Pour le sénateur LR, Max Brisson, il ne faut pas exagérer les changements à venir. « Le Sénat restera le Sénat. Les clivages politiques ne sont pas du tout comparables à ce qu’ils sont à l’Assemblée. L’indépendance du Sénat est un acquis historique. Le groupe LR sera en soutien, avec un premier ministre issu de ses rangs. Mais nous ne sommes jamais dociles par obligation, par principe, ni jamais dans l’opposition virulente par dogmatisme. Il y a des gênes dans cette maison qui font que nous serons en soutien, tout en étant indépendants et critiques, si nécessaire, en ayant des relations avec l’opposition, dans une capacité à dépasser les divergences, à être dans une démarche transpartisane », soutient le sénateur LR des Pyrénées-Atlantiques.

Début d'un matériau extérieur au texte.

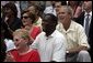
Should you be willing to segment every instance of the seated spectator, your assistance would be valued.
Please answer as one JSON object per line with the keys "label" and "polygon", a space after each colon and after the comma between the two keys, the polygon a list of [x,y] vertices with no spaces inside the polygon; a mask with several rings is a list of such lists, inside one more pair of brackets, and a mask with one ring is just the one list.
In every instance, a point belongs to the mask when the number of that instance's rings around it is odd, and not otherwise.
{"label": "seated spectator", "polygon": [[40,27],[34,24],[35,14],[28,11],[24,11],[22,13],[22,22],[23,22],[23,28],[30,31],[31,40],[34,41],[35,38],[42,32]]}
{"label": "seated spectator", "polygon": [[14,3],[7,3],[2,8],[2,27],[4,28],[4,39],[13,39],[13,31],[22,27],[21,19],[18,18],[18,9]]}
{"label": "seated spectator", "polygon": [[[93,21],[92,21],[92,1],[84,1],[83,2],[83,12],[75,18],[75,21],[83,25],[85,30],[85,34],[88,36],[89,44],[91,49],[89,52],[92,56],[92,46],[93,46]],[[93,56],[92,56],[93,60]]]}
{"label": "seated spectator", "polygon": [[57,15],[56,14],[56,10],[55,10],[55,3],[56,1],[50,1],[50,6],[49,7],[46,7],[45,10],[44,10],[44,13],[47,14],[47,13],[53,13],[54,15]]}
{"label": "seated spectator", "polygon": [[91,62],[88,50],[90,45],[81,24],[71,20],[72,9],[68,6],[62,6],[58,13],[59,22],[57,30],[60,31],[67,39],[67,62]]}
{"label": "seated spectator", "polygon": [[25,29],[15,30],[13,40],[16,49],[7,53],[7,62],[40,62],[37,50],[30,49],[30,36]]}
{"label": "seated spectator", "polygon": [[32,43],[31,48],[37,49],[42,62],[65,62],[65,36],[56,30],[57,17],[45,14],[43,18],[43,31]]}

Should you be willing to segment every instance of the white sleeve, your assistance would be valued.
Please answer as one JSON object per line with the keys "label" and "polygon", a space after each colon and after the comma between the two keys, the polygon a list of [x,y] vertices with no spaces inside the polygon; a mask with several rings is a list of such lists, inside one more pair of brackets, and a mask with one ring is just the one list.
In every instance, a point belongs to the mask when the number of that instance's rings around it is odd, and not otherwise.
{"label": "white sleeve", "polygon": [[88,43],[88,38],[86,38],[83,27],[80,27],[78,31],[79,31],[78,32],[79,45],[83,45],[90,49],[90,45]]}
{"label": "white sleeve", "polygon": [[53,61],[66,62],[66,39],[58,39],[55,43],[55,50],[53,53]]}
{"label": "white sleeve", "polygon": [[38,49],[39,36],[37,36],[34,42],[30,45],[30,48]]}

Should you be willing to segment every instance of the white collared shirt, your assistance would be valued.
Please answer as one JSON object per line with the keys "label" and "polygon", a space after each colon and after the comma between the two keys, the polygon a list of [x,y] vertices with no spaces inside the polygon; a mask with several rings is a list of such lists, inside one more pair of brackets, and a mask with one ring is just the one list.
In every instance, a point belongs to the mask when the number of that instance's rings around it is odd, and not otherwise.
{"label": "white collared shirt", "polygon": [[45,32],[37,35],[31,48],[37,49],[42,62],[65,62],[66,61],[66,39],[57,30],[51,35],[46,36]]}
{"label": "white collared shirt", "polygon": [[70,28],[66,31],[61,23],[58,23],[57,30],[67,39],[67,50],[78,48],[79,45],[89,46],[88,38],[82,25],[71,21]]}
{"label": "white collared shirt", "polygon": [[46,14],[46,13],[53,13],[54,15],[57,17],[57,14],[56,14],[56,9],[53,8],[53,6],[46,7],[46,9],[44,10],[44,13],[45,13],[45,14]]}
{"label": "white collared shirt", "polygon": [[[92,11],[91,11],[89,14],[90,14],[90,15],[89,15],[89,19],[90,19],[90,21],[89,21],[89,27],[90,27],[91,20],[92,20]],[[83,23],[84,29],[85,29],[85,19],[86,19],[86,17],[88,17],[88,13],[85,12],[85,14],[84,14],[84,23]]]}

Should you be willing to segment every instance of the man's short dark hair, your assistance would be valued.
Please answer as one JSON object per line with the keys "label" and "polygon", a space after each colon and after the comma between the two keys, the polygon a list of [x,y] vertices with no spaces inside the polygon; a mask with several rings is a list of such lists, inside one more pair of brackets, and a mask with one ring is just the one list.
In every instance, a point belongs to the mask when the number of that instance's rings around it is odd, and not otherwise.
{"label": "man's short dark hair", "polygon": [[47,13],[43,17],[43,21],[46,21],[50,24],[57,24],[58,23],[58,18],[56,15],[54,15],[53,13]]}

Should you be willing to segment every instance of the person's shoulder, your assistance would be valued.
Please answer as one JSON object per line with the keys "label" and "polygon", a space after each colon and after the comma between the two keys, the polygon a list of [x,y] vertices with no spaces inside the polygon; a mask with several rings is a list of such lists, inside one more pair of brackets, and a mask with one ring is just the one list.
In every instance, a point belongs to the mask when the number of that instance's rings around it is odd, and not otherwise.
{"label": "person's shoulder", "polygon": [[32,54],[37,54],[38,51],[37,51],[37,49],[33,49],[33,50],[31,51],[31,53],[32,53]]}
{"label": "person's shoulder", "polygon": [[59,32],[58,30],[56,30],[56,38],[63,38],[63,34],[61,32]]}
{"label": "person's shoulder", "polygon": [[72,21],[72,24],[74,24],[75,29],[82,30],[84,29],[80,23]]}
{"label": "person's shoulder", "polygon": [[40,32],[36,38],[43,38],[45,35],[45,32]]}

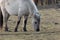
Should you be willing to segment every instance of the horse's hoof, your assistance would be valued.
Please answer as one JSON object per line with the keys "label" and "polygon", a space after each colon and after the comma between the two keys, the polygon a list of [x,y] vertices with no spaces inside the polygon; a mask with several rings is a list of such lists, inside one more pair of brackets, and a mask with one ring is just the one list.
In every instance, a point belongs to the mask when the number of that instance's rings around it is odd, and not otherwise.
{"label": "horse's hoof", "polygon": [[39,32],[39,31],[40,31],[40,29],[37,29],[37,30],[36,30],[36,32]]}

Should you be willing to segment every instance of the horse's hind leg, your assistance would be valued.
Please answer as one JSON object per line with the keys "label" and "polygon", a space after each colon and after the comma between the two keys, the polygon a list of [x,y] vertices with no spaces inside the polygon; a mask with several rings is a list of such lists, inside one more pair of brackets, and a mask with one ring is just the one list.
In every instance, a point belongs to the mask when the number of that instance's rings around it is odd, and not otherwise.
{"label": "horse's hind leg", "polygon": [[21,17],[18,17],[17,25],[16,25],[16,28],[14,30],[15,32],[17,32],[20,21],[21,21]]}
{"label": "horse's hind leg", "polygon": [[23,28],[24,31],[27,31],[26,30],[27,19],[28,19],[28,15],[24,16],[24,28]]}
{"label": "horse's hind leg", "polygon": [[6,11],[5,8],[2,8],[2,13],[3,13],[3,19],[4,19],[4,22],[5,22],[5,31],[8,31],[8,27],[7,27],[7,21],[8,21],[8,18],[9,18],[9,14],[8,12]]}

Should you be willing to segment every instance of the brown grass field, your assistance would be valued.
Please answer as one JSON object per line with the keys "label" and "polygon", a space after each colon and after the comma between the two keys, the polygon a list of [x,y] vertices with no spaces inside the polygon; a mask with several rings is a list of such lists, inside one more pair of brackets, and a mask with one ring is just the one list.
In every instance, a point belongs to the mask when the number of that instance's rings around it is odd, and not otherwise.
{"label": "brown grass field", "polygon": [[[0,40],[60,40],[60,8],[48,8],[39,10],[41,14],[40,32],[35,32],[29,16],[27,32],[23,32],[23,20],[14,32],[17,16],[11,16],[8,21],[9,30],[12,32],[0,33]],[[22,18],[23,19],[23,18]]]}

Toujours est-il que se retrouver, après 12 ans sans être aux manettes, du côté du pouvoir en place à Matignon, va nécessiter une petite période d’adaptation, comme l’explique Max Brisson :
Finalement, celui qui suit les questions d’éducation pour le groupe LR voit avant tout une bonne chose dans la nouvelle configuration. « Le clivage droite/gauche n’est pas mal en soi, c’est même un bien pour la démocratie et la fin du macronisme sera marquée par le retour de ce clivage. Mais ça n’implique pas de s’insulter. Il peut y avoir des moments de tension, on l’a vu. Il y a des textes totems, symboliques, où on peut surjouer. Mais dans la pratique quotidienne, ce n’est pas le cas. Et tous les sénateurs sont attachés à cet esprit je pense », ajoute le sénateur LR.
« On sera sur une confrontation beaucoup plus frontale qu’avant »
« On sera sur une confrontation beaucoup plus frontale qu’avant », pense Thomas Dossus. Mais l’écologiste rappelle aussi qu’« au Sénat, il y a une cordialité républicaine. Cela n’empêche pas des divergences. En réalité, on peut s’opposer sans s’invectiver, comme on le voit à l’Assemblée nationale ». Plus des échanges à fleurets mouchetés qu’une révolution de palais. Ça n’empêche pas d’appuyer où ça fait mal.